WEST PEORIA — The gatherings began in homes of the faithful, but by the end of the 20th century, the number of those households had more than quadrupled from just a decade earlier.
Drawn to central Illinois and the Peoria area in particular by technology and health care jobs, migrant families from India quickly outgrew the grassroots form of worship that sprung up in the absence of a Hindu temple.
But the roots those worshipers laid down in each other's houses and, ultimately, in the community they came to call home proved to be the foundation of what is now a thriving center of Hindu faith and heritage atop a wooded bluff over Kickapoo Creek.

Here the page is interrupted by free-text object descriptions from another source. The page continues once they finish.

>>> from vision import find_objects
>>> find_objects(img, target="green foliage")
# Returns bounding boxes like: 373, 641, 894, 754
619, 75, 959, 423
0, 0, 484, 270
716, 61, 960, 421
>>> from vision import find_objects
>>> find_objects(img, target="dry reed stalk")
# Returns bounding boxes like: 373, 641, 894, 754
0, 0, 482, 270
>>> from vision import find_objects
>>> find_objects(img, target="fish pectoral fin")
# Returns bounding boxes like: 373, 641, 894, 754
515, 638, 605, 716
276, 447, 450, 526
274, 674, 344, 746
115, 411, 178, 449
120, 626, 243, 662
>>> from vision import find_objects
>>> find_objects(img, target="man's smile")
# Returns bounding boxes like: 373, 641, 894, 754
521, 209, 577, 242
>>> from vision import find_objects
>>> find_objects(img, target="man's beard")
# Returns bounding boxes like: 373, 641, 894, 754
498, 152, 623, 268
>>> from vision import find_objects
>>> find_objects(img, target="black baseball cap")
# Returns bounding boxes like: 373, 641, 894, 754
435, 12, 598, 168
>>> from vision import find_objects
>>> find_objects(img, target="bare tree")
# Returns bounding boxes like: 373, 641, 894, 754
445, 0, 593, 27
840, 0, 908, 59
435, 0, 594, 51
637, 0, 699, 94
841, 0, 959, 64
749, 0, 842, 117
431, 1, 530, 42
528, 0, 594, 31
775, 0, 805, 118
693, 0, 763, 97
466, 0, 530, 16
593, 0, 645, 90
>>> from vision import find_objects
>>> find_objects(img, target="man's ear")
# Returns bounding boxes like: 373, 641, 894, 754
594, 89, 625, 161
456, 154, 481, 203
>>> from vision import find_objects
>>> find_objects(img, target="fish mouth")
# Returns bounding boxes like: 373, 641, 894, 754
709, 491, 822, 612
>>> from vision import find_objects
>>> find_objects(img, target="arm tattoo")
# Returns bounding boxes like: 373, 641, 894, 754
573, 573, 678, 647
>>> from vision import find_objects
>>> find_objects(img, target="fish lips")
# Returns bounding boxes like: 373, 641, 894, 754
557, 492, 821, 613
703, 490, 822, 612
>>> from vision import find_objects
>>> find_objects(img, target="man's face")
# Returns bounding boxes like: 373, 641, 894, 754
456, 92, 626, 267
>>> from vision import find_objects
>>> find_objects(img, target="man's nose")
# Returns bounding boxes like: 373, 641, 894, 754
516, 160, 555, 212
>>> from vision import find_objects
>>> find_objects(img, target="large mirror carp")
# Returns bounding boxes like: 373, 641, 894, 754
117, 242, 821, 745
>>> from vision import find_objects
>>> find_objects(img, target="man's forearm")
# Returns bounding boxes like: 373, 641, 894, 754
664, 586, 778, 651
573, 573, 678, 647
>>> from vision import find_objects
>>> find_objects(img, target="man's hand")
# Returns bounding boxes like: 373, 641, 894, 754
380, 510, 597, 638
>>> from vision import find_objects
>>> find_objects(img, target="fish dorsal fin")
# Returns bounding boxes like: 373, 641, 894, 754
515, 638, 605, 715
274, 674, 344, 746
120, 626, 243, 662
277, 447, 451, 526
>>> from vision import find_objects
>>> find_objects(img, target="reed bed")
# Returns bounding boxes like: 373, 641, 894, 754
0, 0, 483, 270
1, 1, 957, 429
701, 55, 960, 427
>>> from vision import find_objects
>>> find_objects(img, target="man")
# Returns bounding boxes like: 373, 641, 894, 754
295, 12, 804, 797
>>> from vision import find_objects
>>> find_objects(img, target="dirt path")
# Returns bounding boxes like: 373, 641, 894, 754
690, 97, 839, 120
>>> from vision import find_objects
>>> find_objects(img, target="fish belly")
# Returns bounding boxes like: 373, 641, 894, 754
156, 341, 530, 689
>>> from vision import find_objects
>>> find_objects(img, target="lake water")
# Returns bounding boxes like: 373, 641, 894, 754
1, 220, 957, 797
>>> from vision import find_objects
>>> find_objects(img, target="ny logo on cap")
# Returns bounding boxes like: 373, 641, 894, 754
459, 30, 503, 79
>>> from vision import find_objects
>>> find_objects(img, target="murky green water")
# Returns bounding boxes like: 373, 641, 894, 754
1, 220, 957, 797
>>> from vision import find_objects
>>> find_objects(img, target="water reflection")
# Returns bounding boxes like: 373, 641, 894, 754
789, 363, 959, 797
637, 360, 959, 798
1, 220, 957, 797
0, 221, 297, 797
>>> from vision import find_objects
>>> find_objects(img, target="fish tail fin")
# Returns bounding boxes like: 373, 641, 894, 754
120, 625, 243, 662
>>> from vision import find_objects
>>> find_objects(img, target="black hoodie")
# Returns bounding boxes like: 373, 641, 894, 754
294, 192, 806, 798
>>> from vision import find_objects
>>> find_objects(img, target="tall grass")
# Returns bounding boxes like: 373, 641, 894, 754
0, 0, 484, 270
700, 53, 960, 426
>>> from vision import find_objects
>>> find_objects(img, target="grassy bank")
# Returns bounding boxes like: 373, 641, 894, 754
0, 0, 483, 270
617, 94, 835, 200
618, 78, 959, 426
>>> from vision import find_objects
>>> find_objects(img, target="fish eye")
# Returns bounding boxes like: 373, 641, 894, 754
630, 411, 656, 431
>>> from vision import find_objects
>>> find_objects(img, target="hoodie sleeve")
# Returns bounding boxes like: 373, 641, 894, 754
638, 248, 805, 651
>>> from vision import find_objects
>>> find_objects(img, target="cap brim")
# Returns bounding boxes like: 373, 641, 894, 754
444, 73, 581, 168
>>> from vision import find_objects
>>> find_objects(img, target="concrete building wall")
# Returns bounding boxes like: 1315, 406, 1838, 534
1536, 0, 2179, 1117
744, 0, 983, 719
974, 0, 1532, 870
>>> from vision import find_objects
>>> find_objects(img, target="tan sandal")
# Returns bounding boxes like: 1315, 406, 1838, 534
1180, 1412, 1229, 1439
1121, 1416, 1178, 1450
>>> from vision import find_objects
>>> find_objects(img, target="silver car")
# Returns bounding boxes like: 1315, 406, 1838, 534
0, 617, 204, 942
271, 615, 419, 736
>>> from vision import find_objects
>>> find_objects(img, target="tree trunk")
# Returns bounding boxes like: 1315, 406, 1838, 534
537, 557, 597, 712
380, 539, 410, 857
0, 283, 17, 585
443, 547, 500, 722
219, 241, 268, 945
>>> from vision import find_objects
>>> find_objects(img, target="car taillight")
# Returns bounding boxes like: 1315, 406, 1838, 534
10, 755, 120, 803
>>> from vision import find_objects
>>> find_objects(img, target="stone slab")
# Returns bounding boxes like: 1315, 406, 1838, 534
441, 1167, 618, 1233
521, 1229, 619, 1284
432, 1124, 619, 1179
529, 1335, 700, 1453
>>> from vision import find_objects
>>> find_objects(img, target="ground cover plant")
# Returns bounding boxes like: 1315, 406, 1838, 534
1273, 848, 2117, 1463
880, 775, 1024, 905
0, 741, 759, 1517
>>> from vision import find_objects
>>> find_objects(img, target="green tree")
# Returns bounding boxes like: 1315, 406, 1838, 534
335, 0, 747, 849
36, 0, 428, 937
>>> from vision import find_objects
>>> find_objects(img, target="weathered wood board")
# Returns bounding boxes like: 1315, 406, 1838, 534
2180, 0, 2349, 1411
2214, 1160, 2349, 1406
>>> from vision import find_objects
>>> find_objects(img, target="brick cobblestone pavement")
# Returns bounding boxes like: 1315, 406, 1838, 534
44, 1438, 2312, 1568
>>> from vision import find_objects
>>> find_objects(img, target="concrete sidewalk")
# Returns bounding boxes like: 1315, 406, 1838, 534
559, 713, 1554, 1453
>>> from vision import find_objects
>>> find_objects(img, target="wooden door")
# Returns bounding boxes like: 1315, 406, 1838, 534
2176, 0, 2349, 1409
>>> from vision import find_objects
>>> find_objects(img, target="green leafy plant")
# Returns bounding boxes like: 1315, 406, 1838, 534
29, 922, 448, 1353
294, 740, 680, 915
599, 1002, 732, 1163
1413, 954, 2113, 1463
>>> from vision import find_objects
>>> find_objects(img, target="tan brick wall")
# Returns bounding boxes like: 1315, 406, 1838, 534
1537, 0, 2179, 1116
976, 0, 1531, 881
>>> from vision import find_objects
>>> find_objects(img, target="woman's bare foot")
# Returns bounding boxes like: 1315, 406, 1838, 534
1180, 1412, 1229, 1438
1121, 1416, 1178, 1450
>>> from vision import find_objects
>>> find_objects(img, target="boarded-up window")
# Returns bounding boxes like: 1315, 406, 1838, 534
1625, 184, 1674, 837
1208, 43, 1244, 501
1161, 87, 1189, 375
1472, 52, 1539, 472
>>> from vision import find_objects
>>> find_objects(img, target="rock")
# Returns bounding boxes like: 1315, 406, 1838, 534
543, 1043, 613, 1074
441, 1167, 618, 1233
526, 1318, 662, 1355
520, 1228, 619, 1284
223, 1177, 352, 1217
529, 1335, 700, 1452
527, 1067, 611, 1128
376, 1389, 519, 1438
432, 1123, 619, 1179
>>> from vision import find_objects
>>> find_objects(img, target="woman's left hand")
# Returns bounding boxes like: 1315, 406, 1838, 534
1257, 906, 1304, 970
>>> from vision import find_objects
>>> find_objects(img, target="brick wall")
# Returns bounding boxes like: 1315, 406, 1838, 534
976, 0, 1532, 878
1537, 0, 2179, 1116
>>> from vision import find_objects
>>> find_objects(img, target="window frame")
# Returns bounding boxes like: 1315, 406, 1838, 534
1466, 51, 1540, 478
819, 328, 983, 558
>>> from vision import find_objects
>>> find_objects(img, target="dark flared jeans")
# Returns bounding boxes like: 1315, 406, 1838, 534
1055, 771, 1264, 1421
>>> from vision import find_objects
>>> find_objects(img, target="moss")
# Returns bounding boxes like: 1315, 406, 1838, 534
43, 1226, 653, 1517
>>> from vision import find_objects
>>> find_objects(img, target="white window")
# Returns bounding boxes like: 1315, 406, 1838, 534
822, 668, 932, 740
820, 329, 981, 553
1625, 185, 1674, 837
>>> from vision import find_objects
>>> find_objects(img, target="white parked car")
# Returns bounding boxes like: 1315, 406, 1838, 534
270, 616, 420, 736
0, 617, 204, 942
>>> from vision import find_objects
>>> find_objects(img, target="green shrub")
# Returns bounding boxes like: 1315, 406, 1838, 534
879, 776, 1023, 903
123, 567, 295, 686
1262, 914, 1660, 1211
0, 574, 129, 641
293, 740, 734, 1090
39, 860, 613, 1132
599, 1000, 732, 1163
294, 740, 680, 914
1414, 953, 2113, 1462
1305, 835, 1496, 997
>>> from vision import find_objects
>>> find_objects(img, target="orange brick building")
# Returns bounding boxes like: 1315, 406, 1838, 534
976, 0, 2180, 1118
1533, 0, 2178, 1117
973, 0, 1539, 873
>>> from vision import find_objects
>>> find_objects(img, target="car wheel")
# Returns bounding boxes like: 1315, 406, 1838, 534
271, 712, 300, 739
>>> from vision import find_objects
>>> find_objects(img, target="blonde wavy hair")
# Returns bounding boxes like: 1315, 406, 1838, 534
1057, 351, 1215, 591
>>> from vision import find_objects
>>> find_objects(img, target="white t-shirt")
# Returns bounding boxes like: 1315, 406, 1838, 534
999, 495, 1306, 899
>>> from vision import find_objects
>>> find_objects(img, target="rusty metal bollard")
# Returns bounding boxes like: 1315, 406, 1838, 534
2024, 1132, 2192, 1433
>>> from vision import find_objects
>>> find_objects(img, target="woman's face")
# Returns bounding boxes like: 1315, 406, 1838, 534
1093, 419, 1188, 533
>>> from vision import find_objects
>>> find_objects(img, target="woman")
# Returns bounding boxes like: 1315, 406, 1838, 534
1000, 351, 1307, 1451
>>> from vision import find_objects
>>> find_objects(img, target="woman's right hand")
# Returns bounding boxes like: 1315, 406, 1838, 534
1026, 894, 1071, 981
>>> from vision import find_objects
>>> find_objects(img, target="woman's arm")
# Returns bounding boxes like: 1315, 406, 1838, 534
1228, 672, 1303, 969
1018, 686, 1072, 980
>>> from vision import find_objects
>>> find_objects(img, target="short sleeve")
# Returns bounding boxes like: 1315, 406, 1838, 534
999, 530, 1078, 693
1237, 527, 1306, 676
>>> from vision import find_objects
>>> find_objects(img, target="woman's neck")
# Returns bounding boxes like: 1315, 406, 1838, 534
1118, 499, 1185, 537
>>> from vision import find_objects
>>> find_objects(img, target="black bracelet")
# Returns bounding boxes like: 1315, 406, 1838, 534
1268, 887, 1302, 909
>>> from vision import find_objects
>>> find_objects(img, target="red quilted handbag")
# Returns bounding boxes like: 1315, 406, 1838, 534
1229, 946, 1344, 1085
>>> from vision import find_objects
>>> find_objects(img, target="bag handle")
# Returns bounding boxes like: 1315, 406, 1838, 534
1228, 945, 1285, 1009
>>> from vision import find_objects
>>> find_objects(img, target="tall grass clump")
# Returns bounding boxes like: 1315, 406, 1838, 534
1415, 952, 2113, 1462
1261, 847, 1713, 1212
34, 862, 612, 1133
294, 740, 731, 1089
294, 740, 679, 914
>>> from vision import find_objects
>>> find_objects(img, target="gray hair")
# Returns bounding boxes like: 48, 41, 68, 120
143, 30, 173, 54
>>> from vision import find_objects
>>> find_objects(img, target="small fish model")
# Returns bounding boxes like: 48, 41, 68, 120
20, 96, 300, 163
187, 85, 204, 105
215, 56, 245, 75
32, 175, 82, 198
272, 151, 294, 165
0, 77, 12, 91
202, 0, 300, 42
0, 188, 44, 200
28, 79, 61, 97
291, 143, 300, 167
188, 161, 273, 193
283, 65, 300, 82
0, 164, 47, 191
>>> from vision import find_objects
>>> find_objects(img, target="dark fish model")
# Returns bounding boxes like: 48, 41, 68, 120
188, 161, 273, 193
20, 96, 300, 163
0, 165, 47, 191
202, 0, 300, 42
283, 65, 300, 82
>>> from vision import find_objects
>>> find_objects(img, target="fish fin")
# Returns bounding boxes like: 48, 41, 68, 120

"We really got the idea going in 1994 to have a temple, a place of worship for Hindus," said Prakash Babu, chairman of the board that oversees the Hindu Temple of Central Illinois. "People were gathering in each other's homes and praying, but it made sense to build this facility."
The undertaking has been decades in the making, with multiple milestones along the way that each offered a different degree of finality for a place of prayer. The building itself only recently reached what could be termed structural completeness, nearly two decades after construction began.
A grand entryway to the temple, which faces the rising sun, opened its doors for the first time earlier this year, while some finishing touches and landscaping to the plaza leading to those doors are still under construction.
"That is the most important requirement — that the temple faces east," Babu said. "The whole temple was incomplete without it, so we have finally completed the temple."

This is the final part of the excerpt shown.